Deadlocks could arise if two conditions are true: you have mutilple theads, and they contend for more than one resource.

Do you write multi-threaded code? You might do this explicitly by starting your own threads, or you might work in a framework where the threads are created out of your sight, and so you're running in more than one thread without you seeing that in your code.

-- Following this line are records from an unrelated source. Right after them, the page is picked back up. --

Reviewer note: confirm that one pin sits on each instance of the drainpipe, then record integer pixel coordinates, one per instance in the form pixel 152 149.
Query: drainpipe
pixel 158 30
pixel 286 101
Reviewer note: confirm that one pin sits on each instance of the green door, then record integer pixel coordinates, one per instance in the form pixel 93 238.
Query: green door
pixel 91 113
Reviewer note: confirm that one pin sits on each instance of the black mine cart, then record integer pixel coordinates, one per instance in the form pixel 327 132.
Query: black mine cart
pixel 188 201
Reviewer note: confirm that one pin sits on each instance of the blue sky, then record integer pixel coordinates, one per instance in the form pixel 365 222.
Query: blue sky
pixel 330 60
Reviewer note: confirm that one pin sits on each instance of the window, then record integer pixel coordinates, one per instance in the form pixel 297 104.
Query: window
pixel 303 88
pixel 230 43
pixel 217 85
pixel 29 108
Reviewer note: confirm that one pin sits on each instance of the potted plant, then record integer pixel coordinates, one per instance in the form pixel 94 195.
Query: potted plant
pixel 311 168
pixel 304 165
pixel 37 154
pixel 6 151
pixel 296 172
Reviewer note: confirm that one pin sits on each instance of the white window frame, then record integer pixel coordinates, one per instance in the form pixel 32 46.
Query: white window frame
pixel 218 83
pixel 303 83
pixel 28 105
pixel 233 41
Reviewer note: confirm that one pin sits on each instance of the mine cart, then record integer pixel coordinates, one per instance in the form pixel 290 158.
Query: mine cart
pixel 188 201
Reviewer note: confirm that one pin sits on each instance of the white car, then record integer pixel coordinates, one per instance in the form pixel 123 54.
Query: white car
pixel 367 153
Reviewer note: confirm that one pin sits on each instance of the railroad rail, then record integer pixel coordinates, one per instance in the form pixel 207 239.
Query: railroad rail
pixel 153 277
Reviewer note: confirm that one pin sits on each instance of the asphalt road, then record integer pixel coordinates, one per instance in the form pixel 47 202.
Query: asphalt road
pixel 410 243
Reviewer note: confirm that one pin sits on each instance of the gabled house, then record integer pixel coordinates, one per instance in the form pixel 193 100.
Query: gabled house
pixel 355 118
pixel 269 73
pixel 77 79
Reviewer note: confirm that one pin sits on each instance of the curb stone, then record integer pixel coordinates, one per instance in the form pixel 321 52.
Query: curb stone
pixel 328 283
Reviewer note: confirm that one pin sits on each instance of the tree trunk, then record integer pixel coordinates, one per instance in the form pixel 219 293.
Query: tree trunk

An example: the Java Servlet API. You write a servlet or JSP. You deploy to the app server. Several users hit your web site, and hence your servlet. The server will likely have a thread per user.

Now consider what happens if in servicing the requests you want to aquire some resources:

if ( user Is Important ){
     getResourceA();
}

getResourceB();

if (today is Thursday ) {
    getResourceA();
} 


// some more code

releaseResourceA();
releaseResoruceB();

In the contrived example above, think about what might happen on a Thursday when an important user's request arrives, and more or less simultaneously an unimportant user's request arrives.

The important user's thread gets Resoruce A and wants B. The less important user gets resource B and wants A. Neither will let go of the resource that they already own ... deadlock.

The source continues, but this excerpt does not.